Proofs from Tests

An idea that I’ve been interested in for a while is that a good test suite should be able to directly support formal verification. How would this work, given that testing usually misses bugs? The basic insight is that a test case is usually telling us about more than just one execution: it’s telling us about a class of similar executions that will all give the correct result if the test case succeeds. Partition testing is based on this same idea.

To get started, let’s do a little thought experiment where our test suite is exhaustive: it tests every possible input value. Although this is obviously very restrictive, exhaustive testing is sometimes feasible for non-trivial examples such as a function that decodes a binary ARM instruction.

What does it take to make a proof out of an exhaustive collection of test cases? We need some sort of a mathematical model for how the system works—an executable formal semantics—and also a mathematical model for how the system is intended to work: a formal specification. Then, we basically unroll the execution of the system on each test case and show that the result is equivalent to the specified result. The conjunction of this collection of statements about the system is our proof. The problem is that it’s going to be a very large, unsatisfying proof.

So the next problem is turning the cumbersome proof into a prettier one. The basic strategy is to look for a collection of “similar” conjuncts: these should all have the same control flow and, for all operations performed (addition, subtraction, etc.) the inputs and outputs should live in the same continuous region.

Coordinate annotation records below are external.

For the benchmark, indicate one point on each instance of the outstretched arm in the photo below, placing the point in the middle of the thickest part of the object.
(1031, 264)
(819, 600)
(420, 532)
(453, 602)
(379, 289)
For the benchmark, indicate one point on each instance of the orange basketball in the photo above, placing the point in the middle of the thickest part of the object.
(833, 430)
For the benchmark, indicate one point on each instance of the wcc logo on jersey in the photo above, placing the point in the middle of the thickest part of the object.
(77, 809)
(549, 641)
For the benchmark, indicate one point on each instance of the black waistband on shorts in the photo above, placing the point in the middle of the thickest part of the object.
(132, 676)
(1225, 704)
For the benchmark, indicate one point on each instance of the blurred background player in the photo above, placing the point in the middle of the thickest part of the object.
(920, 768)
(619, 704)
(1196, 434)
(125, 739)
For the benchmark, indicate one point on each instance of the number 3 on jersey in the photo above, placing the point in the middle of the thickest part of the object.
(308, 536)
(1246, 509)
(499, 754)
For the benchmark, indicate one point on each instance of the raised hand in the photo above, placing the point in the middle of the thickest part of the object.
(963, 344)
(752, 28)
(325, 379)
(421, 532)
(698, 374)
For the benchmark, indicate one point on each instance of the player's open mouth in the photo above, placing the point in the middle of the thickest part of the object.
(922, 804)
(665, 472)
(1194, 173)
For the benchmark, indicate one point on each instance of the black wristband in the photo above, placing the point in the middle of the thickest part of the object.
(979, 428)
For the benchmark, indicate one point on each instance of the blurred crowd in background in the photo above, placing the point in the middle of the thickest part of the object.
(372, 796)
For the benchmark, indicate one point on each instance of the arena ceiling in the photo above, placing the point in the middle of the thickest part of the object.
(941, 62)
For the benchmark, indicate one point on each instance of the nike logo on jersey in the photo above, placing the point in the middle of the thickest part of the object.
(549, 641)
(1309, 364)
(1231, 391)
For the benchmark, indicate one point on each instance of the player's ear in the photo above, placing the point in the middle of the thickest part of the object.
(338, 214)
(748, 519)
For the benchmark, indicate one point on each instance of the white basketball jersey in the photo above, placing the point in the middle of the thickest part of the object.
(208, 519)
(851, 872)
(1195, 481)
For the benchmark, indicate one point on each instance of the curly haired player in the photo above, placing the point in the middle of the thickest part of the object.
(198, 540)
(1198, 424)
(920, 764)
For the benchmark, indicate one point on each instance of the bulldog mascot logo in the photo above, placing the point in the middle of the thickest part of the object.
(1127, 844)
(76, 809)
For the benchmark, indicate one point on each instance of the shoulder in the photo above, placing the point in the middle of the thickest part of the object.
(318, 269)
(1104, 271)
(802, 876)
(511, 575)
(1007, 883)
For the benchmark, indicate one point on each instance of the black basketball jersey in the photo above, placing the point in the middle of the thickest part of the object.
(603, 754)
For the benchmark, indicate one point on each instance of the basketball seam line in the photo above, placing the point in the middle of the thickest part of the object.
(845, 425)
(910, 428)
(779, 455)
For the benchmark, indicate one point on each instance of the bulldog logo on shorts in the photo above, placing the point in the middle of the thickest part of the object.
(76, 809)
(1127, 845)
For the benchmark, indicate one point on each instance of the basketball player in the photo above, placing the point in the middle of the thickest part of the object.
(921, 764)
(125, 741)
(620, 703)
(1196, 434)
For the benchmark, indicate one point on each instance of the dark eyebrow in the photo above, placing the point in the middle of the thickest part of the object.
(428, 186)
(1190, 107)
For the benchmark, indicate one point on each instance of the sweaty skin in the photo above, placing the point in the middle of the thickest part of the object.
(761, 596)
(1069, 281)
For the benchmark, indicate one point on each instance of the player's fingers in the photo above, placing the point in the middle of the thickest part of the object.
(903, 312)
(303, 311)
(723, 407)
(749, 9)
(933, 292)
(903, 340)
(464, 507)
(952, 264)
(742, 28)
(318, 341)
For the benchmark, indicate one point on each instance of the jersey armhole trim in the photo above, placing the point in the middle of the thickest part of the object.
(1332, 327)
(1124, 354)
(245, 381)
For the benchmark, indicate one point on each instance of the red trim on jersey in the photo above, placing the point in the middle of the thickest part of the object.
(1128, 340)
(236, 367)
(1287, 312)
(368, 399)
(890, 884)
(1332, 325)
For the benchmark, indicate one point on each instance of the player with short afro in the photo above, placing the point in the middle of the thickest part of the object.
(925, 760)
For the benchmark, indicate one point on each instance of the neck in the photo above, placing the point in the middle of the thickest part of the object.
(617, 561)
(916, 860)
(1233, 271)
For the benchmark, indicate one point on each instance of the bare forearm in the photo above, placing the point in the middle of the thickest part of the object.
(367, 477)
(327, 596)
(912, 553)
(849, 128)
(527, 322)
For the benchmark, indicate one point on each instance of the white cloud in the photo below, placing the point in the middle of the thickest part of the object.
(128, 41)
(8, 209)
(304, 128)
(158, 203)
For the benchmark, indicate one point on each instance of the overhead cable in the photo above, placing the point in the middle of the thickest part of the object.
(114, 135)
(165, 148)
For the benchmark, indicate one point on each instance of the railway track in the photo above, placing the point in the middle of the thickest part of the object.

Two’s complement addition, for example, has a discontinuity where it wraps around; the 8-bit signed addition operations 50+50 and 100+100 therefore do not live in the same continuous region. I’m guessing that for a suitable definition of “continuous” (which may not be totally straightforward for bitwise operations) it should be possible to automatically collapse a collection of cases into a single case that covers all of them. In terms of partition testing, our final proof will have one conjunct for each partition.

But we still haven’t accomplished anything particularly useful, since we can’t exhaustively test most of the codes that we care about. What I hope is that if we actually went through this exercise, we’d learn something about how to attack the more general case where we have a non-exhaustive collection of test cases and we want to automatically expand each of them to reason about an entire partition of the input space. If we could do that, a collection of test cases achieving 100% partition coverage would lead to a proof of correctness.

Consider a 2-bit saturating adder where the result of the addition sticks at the minimum or maximum representable value instead of overflowing. This function takes a pair of values in the range -2..1 and returns a value in the same range. A C implementation would be:

int twobit_sat_add (int a, int b)
  int result = a+b;
  if (result>1) return 1;
  if (result<-2) return -2;
  return result;

Here is an exhaustive collection of test cases with results:

twobit_sat_add (-2, -2) = -2
twobit_sat_add (-2, -1) = -2
twobit_sat_add (-2,  0) = -2
twobit_sat_add (-2,  1) = -1
twobit_sat_add (-1, -2) = -2
twobit_sat_add (-1, -1) = -2
twobit_sat_add (-1,  0) = -1
twobit_sat_add (-1,  1) =  0
twobit_sat_add ( 0, -2) = -2
twobit_sat_add ( 0, -1) = -1
twobit_sat_add ( 0,  0) =  0
twobit_sat_add ( 0,  1) =  1
twobit_sat_add ( 1, -2) = -1
twobit_sat_add ( 1, -1) =  0
twobit_sat_add ( 1,  0) =  1
twobit_sat_add ( 1,  1) =  1

The proof of correctness requires an executable semantics for C; these are available. The resulting proof will be large, even for this simple example, so let’s look at the partitions.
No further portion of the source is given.